Registra-se que, ainda que o problema das drogas não seja novo, apenas recentemente, ao final do Século XX, é que o Brasil conseguiu formular uma política pública nacional relativa aos entorpecentes, que tem a vantagem de não se limitar a pensar o problema do crack pelo enfoque da segurança pública, mas também dando destaque a aspectos educativo e de saúde pública.

Isso não significa que tenhamos conseguido desenvolver políticas públicas integradas entre todos os entes da federação, ao contrário, o que se verifica são a implementação de políticas públicas diversificadas, que poderiam ser aplicadas em conjunto, o que levaria a maior efetividade e eficiência, mas que acabam refletindo as divergências políticas de seus governantes.
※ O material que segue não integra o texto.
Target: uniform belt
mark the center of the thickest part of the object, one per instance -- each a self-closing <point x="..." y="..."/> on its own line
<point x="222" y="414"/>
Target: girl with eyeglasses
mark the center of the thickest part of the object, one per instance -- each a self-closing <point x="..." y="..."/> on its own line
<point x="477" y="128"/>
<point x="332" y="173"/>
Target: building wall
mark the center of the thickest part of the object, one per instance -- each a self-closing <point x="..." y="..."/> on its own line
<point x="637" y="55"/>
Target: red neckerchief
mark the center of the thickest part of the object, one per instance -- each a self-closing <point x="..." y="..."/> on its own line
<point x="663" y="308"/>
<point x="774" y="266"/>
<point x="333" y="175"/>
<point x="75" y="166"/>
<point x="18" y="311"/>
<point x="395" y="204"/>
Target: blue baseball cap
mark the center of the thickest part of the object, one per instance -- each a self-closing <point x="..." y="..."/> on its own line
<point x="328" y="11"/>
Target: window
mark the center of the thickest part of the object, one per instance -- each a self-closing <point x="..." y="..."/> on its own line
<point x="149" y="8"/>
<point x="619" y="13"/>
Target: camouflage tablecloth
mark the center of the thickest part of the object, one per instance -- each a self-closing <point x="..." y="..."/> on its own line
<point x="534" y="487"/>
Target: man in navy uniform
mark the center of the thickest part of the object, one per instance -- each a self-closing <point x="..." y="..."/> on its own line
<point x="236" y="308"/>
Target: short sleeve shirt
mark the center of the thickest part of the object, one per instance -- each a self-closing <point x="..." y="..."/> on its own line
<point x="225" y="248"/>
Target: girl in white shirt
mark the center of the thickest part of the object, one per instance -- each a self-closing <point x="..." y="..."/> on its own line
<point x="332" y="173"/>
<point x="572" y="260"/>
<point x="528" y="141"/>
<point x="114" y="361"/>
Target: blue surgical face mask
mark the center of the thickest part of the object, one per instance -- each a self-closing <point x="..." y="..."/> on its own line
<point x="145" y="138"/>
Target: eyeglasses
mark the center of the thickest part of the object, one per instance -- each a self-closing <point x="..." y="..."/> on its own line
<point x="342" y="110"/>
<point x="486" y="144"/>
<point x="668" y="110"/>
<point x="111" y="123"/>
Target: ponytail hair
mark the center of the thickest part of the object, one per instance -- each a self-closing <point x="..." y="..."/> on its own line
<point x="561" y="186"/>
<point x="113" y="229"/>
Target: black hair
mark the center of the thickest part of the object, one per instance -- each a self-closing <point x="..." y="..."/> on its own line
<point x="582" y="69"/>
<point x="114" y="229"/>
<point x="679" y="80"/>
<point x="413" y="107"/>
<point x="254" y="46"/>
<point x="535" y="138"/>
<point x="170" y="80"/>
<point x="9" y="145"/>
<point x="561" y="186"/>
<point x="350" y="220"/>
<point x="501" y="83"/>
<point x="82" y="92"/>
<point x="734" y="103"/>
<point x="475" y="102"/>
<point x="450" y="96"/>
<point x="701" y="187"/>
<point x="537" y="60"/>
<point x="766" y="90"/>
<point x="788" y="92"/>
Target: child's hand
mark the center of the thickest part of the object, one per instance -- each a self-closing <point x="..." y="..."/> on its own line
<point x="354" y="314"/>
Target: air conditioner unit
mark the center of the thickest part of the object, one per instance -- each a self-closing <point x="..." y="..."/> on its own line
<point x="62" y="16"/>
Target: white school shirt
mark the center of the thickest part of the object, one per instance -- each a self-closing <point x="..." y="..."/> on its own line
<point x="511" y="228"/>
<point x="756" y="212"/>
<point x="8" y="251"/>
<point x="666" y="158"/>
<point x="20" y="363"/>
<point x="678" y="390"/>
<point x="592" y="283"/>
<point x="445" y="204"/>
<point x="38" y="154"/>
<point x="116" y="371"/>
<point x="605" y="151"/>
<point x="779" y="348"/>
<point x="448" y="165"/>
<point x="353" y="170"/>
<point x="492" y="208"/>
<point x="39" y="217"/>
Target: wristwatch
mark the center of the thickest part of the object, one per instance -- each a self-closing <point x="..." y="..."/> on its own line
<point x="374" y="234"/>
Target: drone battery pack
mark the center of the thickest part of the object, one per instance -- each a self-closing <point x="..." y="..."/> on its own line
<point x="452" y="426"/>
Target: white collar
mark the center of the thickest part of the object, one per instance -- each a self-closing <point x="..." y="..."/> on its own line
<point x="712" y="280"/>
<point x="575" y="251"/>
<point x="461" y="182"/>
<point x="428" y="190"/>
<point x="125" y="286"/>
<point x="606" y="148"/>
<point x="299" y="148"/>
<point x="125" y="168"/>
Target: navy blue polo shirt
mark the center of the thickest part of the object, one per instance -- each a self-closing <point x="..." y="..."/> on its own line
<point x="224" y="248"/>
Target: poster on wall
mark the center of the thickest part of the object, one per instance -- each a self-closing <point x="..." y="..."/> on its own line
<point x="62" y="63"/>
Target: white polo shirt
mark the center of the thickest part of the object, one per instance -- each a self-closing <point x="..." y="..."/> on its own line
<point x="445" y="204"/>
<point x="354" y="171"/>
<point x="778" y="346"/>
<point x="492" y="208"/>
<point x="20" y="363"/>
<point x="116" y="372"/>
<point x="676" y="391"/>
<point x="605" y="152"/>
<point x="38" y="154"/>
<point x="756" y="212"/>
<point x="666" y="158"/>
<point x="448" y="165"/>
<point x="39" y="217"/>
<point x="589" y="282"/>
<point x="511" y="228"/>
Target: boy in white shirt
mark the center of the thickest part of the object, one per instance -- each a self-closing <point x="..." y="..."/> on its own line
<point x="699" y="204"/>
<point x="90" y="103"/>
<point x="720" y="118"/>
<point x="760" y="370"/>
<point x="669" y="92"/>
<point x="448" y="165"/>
No presente capítulo, cuidou-se de apresentar as políticas públicas executadas pela União, pelo governo paulista e pelo governo paulistano, ficando claro que o programa federal opta por uma política mais genérica e padronizada, de mondo que a mesma concepção pensada para a realidade de uma cidade como São Paulo será aplicada a uma cidade como Boa Vista, variando, quando muito, a quantidade de recursos financeiros e materiais. No que diz respeito aos programas desenvolvidos na cidade de São Paulo pelos governos estadual e municipal, a integração encontra maior obstáculo em relação às divergências políticas, do que na realidade dos fatos.

Bastante interesse é o fato de que os dois programas apontam informações para comprovar sua eficiência, mas não apresentam nenhum estudo nesse sentido, demonstrando o que está sendo feito de correto e o que precisa ser ajustado.